Another factor driving up electricity prices is the lagging pace at which renewable energy sources have replaced fossil fuel and nuclear power plants. “We’ve always been pipeline-constrained. This isn’t something new. But 10 years ago you had coal, clean fossil fuel plants, you had nuclear. We’ve shut down all of our oil and coal plants, which is a good thing. We’ve shut down [Pilgrim Nuclear Power Station],” Cape Light Compact administrator Maggie Downey said. “At the same time, our rate of renewables was not developing fast enough. In a perfect world, they would’ve been in sync.”
What can Islanders do to prepare for the winter? Downey said people can call Cape Light Compact’s 1-800 numbers for an energy assessment, which can be done at both residential and commercial units. “We will send out an auditor to look at opportunities to reduce your energy usage, whether it’s through lighting, insulation, mechanicals, motors, equipment, refrigeration. All of those things, they’re very similar in nature as to what we’re reviewing to put in to make your business more energy-efficient, your home more comfortable, your home energy-efficient,” Downey said, adding that it may take some time for someone to come to the Island due to the high demand.
Downey said an important step residents should take is reviewing their electricity bills. Some residents may qualify for an “income-eligible discount rate.”
“If you are, you should sign up for it, because it gives you a 36 percent discount off your total electric bill,” she said, adding that the bills can also show past electricity usage and whether someone is paying for the best electric supply. A similar option is “budget billing,” which can help “smooth out” higher electric bills during the winter.
Immediate steps people can take are practical ones, including unplugging unused electric appliances, air-sealing windows, and making sure you have heating and humidifying units appropriately sized for their unit.
“It’s just being aware of your whole energy sphere, which the Vineyard is very in tune with,” Downey said.
Downey also suggested people get smart power strips for things such as entertainment consoles. “It doesn’t turn off your entire system, but it turns off things that don’t need to be on all the time,” she said.
There are also long-term renewable energy options people can pursue, such as solar panels. Downey said Cape Light Compact currently has “a proposal called Cape and Vineyard Electrification Offering,” to be reviewed for approval by the Massachusetts Department of Public Utilities.

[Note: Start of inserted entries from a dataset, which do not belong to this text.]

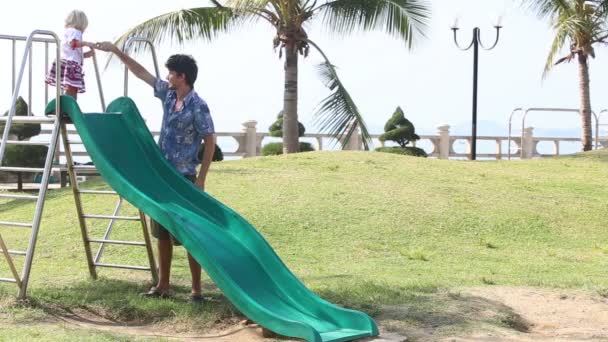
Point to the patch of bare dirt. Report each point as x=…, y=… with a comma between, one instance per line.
x=492, y=313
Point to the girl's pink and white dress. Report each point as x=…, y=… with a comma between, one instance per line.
x=70, y=70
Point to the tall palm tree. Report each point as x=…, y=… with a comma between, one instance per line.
x=337, y=114
x=582, y=24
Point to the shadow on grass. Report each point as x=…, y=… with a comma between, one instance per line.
x=425, y=313
x=419, y=312
x=119, y=301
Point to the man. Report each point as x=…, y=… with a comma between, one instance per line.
x=186, y=122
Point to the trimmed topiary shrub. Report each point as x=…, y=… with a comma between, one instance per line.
x=22, y=155
x=275, y=149
x=406, y=151
x=218, y=155
x=276, y=130
x=402, y=131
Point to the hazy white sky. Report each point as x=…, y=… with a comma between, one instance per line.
x=241, y=77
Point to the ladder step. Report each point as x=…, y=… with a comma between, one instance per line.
x=21, y=169
x=111, y=217
x=15, y=252
x=28, y=143
x=15, y=224
x=8, y=280
x=98, y=192
x=118, y=242
x=29, y=119
x=32, y=197
x=140, y=268
x=85, y=167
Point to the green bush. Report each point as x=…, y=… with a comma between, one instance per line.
x=275, y=149
x=218, y=155
x=22, y=131
x=406, y=151
x=399, y=129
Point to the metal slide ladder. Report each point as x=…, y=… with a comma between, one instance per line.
x=58, y=127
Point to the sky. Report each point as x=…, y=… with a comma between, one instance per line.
x=241, y=76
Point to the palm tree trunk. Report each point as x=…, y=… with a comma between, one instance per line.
x=290, y=100
x=585, y=105
x=19, y=181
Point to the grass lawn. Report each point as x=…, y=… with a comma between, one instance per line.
x=365, y=230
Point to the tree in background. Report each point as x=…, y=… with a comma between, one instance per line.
x=578, y=25
x=337, y=114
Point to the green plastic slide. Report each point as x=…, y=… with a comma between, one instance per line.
x=234, y=254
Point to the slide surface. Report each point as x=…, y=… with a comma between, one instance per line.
x=238, y=259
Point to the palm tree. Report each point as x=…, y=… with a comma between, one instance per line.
x=581, y=24
x=337, y=114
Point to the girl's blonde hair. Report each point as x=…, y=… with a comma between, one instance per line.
x=77, y=19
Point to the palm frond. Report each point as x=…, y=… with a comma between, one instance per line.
x=338, y=114
x=247, y=5
x=550, y=8
x=187, y=24
x=401, y=18
x=563, y=30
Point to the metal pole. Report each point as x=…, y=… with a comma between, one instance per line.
x=27, y=265
x=29, y=87
x=103, y=101
x=510, y=127
x=108, y=231
x=14, y=65
x=78, y=201
x=46, y=69
x=475, y=78
x=149, y=250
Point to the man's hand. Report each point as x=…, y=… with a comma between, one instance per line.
x=200, y=182
x=89, y=53
x=106, y=46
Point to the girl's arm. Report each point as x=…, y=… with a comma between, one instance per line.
x=75, y=44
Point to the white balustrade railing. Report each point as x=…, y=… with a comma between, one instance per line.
x=249, y=143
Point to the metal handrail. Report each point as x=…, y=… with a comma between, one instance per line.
x=126, y=46
x=568, y=110
x=17, y=85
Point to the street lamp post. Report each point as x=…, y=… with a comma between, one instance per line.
x=475, y=43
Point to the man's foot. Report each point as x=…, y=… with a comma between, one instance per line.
x=196, y=299
x=155, y=293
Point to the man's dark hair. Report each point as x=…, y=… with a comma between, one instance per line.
x=183, y=64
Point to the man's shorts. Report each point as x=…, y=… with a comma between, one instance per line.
x=160, y=232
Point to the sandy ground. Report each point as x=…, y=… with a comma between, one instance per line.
x=490, y=313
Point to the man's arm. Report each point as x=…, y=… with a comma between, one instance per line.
x=136, y=68
x=209, y=143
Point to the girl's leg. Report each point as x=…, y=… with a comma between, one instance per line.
x=72, y=91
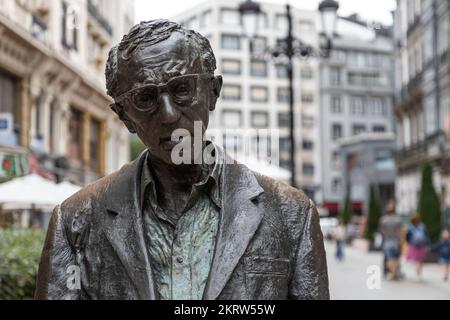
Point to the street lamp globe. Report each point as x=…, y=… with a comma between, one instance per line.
x=250, y=12
x=328, y=11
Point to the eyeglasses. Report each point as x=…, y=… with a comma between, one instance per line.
x=182, y=90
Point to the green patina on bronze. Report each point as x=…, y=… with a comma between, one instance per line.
x=181, y=251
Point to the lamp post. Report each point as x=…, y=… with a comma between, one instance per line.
x=250, y=12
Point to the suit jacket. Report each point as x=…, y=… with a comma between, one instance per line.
x=269, y=244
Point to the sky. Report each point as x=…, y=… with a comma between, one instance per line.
x=370, y=10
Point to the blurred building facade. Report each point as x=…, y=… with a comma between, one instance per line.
x=53, y=104
x=356, y=92
x=255, y=93
x=422, y=97
x=368, y=159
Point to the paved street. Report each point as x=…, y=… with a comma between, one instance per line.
x=348, y=279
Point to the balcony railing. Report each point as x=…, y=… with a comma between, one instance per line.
x=94, y=12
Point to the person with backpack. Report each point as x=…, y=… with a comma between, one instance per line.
x=418, y=241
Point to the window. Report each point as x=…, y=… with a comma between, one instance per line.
x=75, y=135
x=285, y=164
x=335, y=76
x=430, y=115
x=307, y=98
x=384, y=159
x=69, y=27
x=258, y=68
x=205, y=19
x=306, y=73
x=94, y=145
x=231, y=42
x=336, y=160
x=366, y=79
x=378, y=106
x=231, y=118
x=259, y=94
x=357, y=105
x=283, y=120
x=336, y=185
x=358, y=129
x=306, y=25
x=338, y=55
x=8, y=121
x=8, y=94
x=307, y=121
x=281, y=22
x=230, y=66
x=307, y=145
x=260, y=119
x=283, y=95
x=285, y=145
x=335, y=104
x=336, y=131
x=379, y=128
x=281, y=71
x=192, y=23
x=229, y=17
x=308, y=169
x=259, y=45
x=231, y=92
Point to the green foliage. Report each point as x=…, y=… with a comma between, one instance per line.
x=429, y=206
x=373, y=214
x=20, y=251
x=346, y=214
x=136, y=147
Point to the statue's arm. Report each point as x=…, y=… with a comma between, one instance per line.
x=56, y=273
x=310, y=278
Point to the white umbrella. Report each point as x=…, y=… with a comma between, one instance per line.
x=66, y=190
x=31, y=190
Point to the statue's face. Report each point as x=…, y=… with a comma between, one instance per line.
x=166, y=89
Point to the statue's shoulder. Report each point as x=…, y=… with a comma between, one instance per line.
x=116, y=185
x=284, y=193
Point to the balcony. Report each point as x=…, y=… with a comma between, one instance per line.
x=430, y=148
x=101, y=20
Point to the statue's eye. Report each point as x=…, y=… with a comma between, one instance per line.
x=182, y=90
x=146, y=97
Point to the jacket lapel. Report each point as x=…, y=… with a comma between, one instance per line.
x=240, y=219
x=124, y=229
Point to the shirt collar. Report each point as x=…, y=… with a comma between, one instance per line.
x=211, y=183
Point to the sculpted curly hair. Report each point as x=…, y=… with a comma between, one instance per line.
x=147, y=34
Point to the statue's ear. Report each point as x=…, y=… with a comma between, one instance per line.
x=217, y=83
x=117, y=108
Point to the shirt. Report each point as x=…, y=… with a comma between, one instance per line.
x=181, y=251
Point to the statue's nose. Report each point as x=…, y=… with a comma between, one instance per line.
x=169, y=113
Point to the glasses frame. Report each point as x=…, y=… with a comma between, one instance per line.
x=160, y=88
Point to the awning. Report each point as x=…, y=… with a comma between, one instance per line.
x=34, y=191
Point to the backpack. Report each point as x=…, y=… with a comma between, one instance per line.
x=417, y=235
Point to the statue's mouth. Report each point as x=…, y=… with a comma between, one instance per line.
x=168, y=144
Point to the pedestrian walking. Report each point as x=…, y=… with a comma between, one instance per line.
x=443, y=247
x=390, y=228
x=418, y=240
x=339, y=236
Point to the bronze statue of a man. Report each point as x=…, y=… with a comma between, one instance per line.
x=196, y=230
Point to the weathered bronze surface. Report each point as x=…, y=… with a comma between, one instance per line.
x=268, y=243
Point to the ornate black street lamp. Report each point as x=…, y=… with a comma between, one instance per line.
x=250, y=18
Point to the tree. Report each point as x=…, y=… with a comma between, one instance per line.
x=136, y=147
x=347, y=213
x=373, y=214
x=429, y=206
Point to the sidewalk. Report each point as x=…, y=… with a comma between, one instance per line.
x=348, y=279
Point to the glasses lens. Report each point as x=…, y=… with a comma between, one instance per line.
x=182, y=89
x=145, y=99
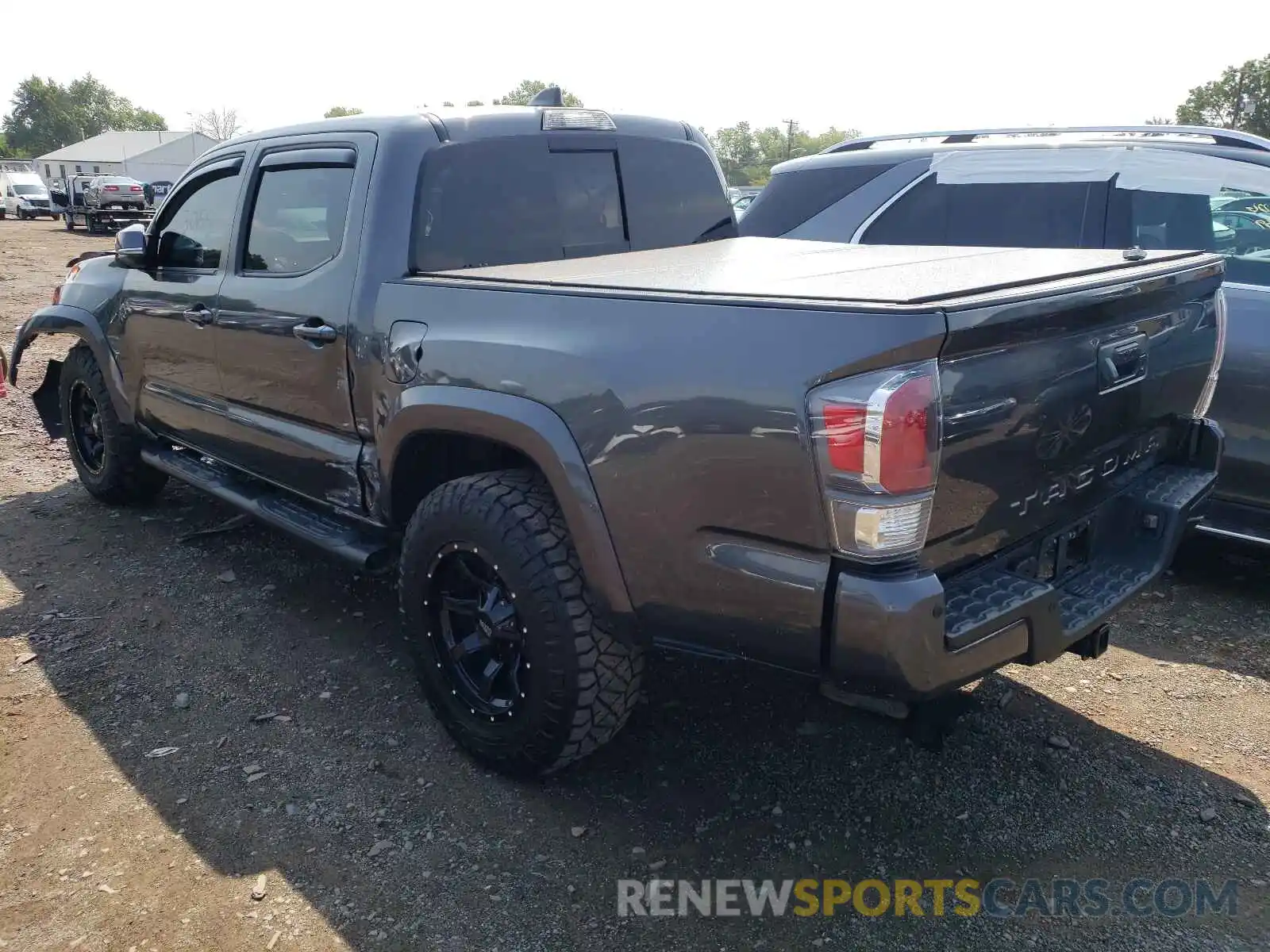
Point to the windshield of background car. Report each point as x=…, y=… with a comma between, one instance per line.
x=1155, y=198
x=512, y=201
x=1172, y=207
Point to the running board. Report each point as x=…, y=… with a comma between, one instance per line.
x=360, y=545
x=1236, y=522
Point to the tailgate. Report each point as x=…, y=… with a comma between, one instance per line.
x=1054, y=399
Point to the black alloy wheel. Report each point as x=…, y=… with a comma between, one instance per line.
x=475, y=630
x=86, y=425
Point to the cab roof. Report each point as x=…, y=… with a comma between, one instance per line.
x=461, y=125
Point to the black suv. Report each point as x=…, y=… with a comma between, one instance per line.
x=1149, y=187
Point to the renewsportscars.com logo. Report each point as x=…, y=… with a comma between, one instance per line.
x=1000, y=898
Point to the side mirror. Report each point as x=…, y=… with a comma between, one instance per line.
x=130, y=247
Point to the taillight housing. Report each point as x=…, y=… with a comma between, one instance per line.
x=1219, y=317
x=876, y=440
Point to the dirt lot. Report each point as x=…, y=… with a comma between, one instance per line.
x=374, y=833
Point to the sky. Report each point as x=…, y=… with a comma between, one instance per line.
x=876, y=67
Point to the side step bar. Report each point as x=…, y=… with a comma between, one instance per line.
x=360, y=545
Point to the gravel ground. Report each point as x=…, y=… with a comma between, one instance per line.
x=241, y=651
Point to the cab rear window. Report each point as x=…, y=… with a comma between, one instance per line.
x=518, y=200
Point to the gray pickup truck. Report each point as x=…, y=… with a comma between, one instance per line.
x=503, y=353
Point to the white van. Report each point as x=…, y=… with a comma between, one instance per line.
x=23, y=194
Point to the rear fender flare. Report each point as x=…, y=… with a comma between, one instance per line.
x=539, y=433
x=64, y=319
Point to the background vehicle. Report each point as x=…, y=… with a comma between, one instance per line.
x=95, y=219
x=1156, y=187
x=573, y=420
x=1251, y=230
x=114, y=192
x=23, y=196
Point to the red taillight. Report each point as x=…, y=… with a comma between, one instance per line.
x=906, y=459
x=845, y=433
x=878, y=447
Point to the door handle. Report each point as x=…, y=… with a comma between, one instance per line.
x=318, y=334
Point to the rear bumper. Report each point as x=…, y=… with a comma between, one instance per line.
x=916, y=636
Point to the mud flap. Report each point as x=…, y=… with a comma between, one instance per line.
x=48, y=400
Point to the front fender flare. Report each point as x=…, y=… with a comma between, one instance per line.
x=64, y=319
x=539, y=433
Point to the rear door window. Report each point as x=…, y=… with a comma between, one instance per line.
x=298, y=219
x=999, y=215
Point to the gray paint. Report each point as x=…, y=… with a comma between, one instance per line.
x=662, y=393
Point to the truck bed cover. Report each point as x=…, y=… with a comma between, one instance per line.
x=787, y=270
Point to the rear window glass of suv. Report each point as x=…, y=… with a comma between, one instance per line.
x=512, y=201
x=999, y=215
x=675, y=194
x=791, y=198
x=1233, y=221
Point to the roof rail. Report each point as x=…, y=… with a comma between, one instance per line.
x=1222, y=137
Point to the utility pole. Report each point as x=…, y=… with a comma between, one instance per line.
x=1238, y=103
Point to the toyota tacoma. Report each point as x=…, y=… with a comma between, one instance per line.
x=518, y=357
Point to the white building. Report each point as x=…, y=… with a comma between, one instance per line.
x=145, y=156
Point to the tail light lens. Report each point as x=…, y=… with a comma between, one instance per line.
x=878, y=451
x=1219, y=317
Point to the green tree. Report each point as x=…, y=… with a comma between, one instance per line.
x=737, y=152
x=747, y=155
x=44, y=116
x=1238, y=101
x=524, y=93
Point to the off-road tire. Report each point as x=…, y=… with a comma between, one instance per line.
x=124, y=478
x=584, y=683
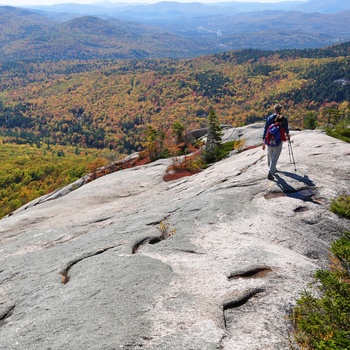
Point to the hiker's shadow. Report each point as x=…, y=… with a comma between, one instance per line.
x=286, y=187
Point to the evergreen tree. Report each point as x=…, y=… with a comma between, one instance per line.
x=214, y=137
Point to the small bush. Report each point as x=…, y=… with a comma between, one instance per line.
x=165, y=230
x=341, y=206
x=324, y=322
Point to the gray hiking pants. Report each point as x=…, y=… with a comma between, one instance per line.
x=273, y=153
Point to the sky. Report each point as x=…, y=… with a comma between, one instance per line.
x=51, y=2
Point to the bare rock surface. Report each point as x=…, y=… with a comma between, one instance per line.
x=87, y=270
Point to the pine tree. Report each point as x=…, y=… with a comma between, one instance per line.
x=214, y=137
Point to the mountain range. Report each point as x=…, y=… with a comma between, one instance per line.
x=167, y=29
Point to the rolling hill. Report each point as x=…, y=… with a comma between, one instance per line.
x=171, y=30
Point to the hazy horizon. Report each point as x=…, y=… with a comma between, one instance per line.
x=89, y=2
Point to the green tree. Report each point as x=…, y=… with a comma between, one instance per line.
x=214, y=138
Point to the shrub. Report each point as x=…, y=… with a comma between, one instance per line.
x=324, y=322
x=341, y=206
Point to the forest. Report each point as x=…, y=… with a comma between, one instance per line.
x=102, y=109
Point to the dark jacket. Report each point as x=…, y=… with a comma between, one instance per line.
x=270, y=120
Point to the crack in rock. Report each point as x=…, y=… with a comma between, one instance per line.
x=146, y=240
x=300, y=209
x=6, y=314
x=239, y=301
x=65, y=271
x=306, y=195
x=252, y=272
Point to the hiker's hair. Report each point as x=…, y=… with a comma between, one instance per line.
x=277, y=107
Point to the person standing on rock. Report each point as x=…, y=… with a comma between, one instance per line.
x=276, y=131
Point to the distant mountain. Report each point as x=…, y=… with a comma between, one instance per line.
x=35, y=37
x=107, y=8
x=166, y=29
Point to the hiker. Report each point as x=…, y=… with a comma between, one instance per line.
x=276, y=131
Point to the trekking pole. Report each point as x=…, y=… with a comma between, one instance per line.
x=291, y=155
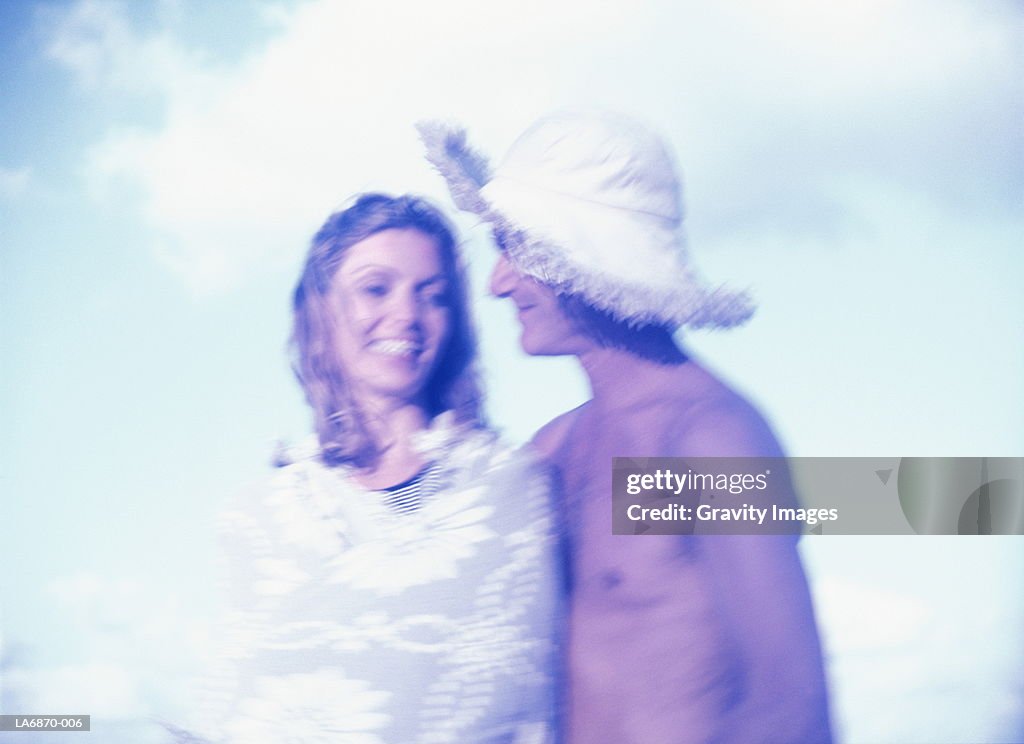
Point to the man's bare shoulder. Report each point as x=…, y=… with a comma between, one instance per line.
x=549, y=439
x=715, y=421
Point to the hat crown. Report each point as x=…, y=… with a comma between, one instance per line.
x=602, y=159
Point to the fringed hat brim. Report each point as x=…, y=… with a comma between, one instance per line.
x=675, y=299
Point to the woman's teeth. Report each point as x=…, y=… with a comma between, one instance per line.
x=394, y=347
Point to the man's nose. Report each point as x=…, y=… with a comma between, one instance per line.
x=503, y=278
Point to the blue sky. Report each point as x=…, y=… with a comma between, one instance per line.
x=859, y=165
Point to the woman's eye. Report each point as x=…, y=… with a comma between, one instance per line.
x=375, y=290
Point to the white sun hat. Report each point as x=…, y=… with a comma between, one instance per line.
x=590, y=204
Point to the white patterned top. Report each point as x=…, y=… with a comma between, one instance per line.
x=353, y=622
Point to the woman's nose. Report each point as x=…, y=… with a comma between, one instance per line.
x=408, y=307
x=503, y=278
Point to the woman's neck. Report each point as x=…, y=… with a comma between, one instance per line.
x=392, y=428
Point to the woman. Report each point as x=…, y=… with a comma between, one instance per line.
x=397, y=581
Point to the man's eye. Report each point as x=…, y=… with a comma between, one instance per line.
x=438, y=298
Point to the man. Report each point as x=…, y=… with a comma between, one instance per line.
x=672, y=639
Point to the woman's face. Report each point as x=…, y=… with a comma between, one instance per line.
x=547, y=331
x=390, y=302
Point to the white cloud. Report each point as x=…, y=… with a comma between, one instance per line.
x=861, y=617
x=771, y=105
x=104, y=690
x=137, y=648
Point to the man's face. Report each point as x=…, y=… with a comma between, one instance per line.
x=546, y=329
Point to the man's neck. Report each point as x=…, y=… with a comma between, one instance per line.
x=620, y=379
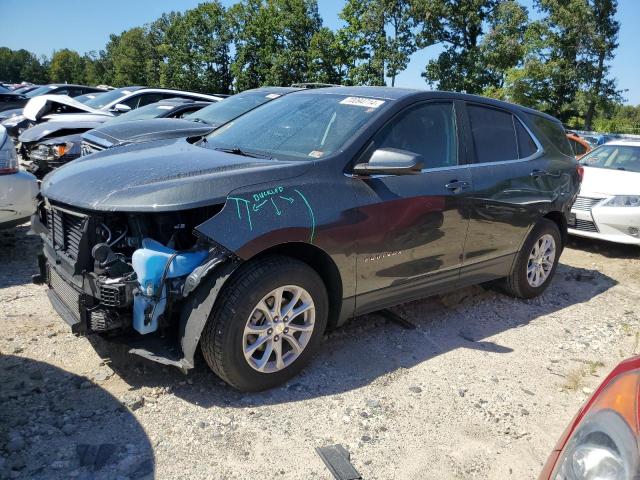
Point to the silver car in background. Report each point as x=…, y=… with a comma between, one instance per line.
x=18, y=189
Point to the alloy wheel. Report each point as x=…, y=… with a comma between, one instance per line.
x=541, y=260
x=278, y=329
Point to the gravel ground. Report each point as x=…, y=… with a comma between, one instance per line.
x=481, y=389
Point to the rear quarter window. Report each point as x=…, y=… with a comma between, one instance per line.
x=554, y=132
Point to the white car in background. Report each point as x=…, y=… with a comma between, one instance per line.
x=608, y=205
x=18, y=189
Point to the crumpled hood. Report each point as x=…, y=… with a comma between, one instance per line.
x=47, y=129
x=603, y=181
x=137, y=131
x=39, y=106
x=168, y=175
x=10, y=113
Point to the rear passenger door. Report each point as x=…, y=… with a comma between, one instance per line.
x=511, y=184
x=412, y=236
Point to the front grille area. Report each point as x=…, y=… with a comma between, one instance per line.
x=69, y=296
x=89, y=148
x=65, y=230
x=586, y=226
x=586, y=203
x=112, y=295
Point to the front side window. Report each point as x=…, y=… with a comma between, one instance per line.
x=298, y=126
x=428, y=129
x=614, y=157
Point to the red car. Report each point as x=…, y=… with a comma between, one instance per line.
x=602, y=440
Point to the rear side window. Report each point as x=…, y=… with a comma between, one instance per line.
x=526, y=145
x=493, y=133
x=578, y=148
x=554, y=131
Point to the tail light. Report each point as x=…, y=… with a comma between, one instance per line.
x=602, y=442
x=8, y=156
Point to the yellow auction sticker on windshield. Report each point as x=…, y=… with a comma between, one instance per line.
x=362, y=102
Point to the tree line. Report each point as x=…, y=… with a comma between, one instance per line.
x=554, y=58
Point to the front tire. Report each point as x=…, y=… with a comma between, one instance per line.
x=536, y=262
x=267, y=323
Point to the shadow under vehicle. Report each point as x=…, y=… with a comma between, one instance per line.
x=58, y=425
x=298, y=215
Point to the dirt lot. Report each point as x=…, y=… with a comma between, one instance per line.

“It’s an offering pilot. We’re looking for a hundred customers who either power heat with oil or propane, or have electric resistance, to participate in this program. Eighty customers will live in deed-restricted properties, and what we will do is we will come in and … remove the fossil fuel heating system and install air-sourced heat pumps and pair that with solar P.V. array, and for a limited number of customers, batteries for resiliency,” Downey said. She said that, if approved, the hope is to start enrolling and marketing the program by the end of January.
Consumers can also go to the Mass Save store, a link to which is also on the Cape Light Compact website, which has deals for products and appliances that come with rebates for energy conservation.
Downey said further information can be found on the Cape Light Compact website.